There was this book that Ta-Nehisi Coates wrote [Between The World & Me]… I’m living out that conversation with my sons. As you try and explain the explicit history of America, it’s very complicated, but if America and those in power can put down their pride for one moment and be able to hear this cry and begin to find the ways to get closer to equality, then maybe things can change.

But I talk to my kids about the reality of their history and I don’t just talk about the negative parts, I talk about the good things that happened and the idea of why it happened and why people advocated. Ta-Nehisi Coates basically put it as: your world is right there with you with your sons. This is the world that we live in, but we can change it. So please know how you looked during this time. Please know how they see you. Please know the history that is not changing slowly. There’s a time when governance in body begins to change laws. If you can climb that ladder and begin to chip away at that piece that brings some hope and reality for change, maybe those in power will feel compelled to change it.

You’ll be debuting “I Cry” during Global Citizens TV special on Saturday. What are you hoping people take away from this song’s performance and message?

I hope they know that they’re not alone. If you chose to put yourself on the front lines of protests, if you chose to put yourself on the front lines by way of posting something or reposting something, know that you’re not alone and we can change this. Just know that you’re not alone and that we’re together in this fight.

I hope that the entire world, Black Americans and those who are Black in other countries, those who receive prejudice or injustice, know that they’re not alone. We’re steady fighting for this. I’m fighting for the reality. If Dr. King and all of the people who have become motivators for me had a dream, I’m now fighting for the reality. I want to see it. I want it in real time. I want to go as far as I possibly can to help the entire world fix it.
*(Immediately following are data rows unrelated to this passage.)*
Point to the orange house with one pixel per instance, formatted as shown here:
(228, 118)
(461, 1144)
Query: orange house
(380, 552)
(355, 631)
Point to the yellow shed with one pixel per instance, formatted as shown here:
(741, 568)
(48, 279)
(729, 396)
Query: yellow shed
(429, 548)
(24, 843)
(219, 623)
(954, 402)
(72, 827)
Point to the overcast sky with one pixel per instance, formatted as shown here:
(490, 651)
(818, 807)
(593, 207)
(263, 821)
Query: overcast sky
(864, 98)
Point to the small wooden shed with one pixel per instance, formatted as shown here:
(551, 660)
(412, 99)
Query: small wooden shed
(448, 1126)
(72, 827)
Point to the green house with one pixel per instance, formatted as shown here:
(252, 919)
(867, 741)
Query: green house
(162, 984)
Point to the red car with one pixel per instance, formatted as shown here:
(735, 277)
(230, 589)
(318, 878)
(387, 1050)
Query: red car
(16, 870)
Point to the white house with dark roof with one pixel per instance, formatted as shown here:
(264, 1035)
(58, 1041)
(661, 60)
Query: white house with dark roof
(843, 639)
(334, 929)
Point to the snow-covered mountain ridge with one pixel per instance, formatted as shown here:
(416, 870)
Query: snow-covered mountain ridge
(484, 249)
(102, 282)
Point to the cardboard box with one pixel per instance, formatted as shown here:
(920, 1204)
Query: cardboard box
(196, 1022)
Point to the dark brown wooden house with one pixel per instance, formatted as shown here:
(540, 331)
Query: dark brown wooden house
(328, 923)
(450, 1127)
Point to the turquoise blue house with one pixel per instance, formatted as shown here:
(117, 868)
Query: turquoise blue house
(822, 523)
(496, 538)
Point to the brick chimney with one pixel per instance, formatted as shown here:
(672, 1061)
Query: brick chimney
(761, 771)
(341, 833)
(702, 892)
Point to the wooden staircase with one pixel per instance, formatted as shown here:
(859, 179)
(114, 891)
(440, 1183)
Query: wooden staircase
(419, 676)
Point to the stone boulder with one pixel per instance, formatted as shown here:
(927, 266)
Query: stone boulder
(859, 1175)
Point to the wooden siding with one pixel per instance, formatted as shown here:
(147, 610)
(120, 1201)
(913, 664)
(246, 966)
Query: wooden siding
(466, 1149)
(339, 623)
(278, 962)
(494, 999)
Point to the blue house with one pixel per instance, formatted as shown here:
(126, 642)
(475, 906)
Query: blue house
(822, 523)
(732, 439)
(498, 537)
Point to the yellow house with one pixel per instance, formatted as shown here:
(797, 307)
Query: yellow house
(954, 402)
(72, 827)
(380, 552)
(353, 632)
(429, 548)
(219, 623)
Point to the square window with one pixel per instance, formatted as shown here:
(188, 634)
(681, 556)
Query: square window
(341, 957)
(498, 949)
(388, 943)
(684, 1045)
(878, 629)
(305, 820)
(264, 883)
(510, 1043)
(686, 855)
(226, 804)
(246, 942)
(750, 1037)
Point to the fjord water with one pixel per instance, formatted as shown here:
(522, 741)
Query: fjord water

With everything that you are doing, do you ever find yourself questioning whether you’re doing enough, especially since this is going to be a long, arduous battle?

Yeah. Am I doing what I can is what I say to myself. I’m going to do what I can and I only ask that you do what you can. If you felt something through this song, I ask that you do what you can. We’re all trying to figure this thing out. We’re all humans. We all have a first shot at trying to get this right and sometimes, like I said, history may show us that there has been wrong, but we can fix that wrong by at least feeling for each other.

If those in power can put their pride for a minute and allow themselves to say, “OK, it was written, I’ll just abide by what was written,” then you can have two moments of empathy and begin to understand that maybe we can truly have equality. As I tell my children and I don’t know if I picked this up during my conversations with Harry Belfonte or Claude Anderson and the conversation we had about changing systemic racism in America through economics, which is why I decided to work along with LISC because they do support Black and minority owners of small businesses, but the reality is one person at a time we can change this. We all have to actively do it. I can’t make you do it. I can hopefully make you feel something that will then give you the ability to fix it or at least address it and recognize it from where you stand. All the proceeds that will come to me for this song, will go on and try to help this initiative.

I want to say that Global Citizens’ initiative is very specific around COVID-19. For me, I wanted to recognize not only the reality of that, but also in the underserved communities for African Americans, those are the ones that are being hit hardest. So I wanted to be able to offer these funds for them whether it’s giving them the medication they need, or even if it’s the support that they need for their businesses, I feel like that was the best to be able to offer something. But I do what I can and I hope that you can as well.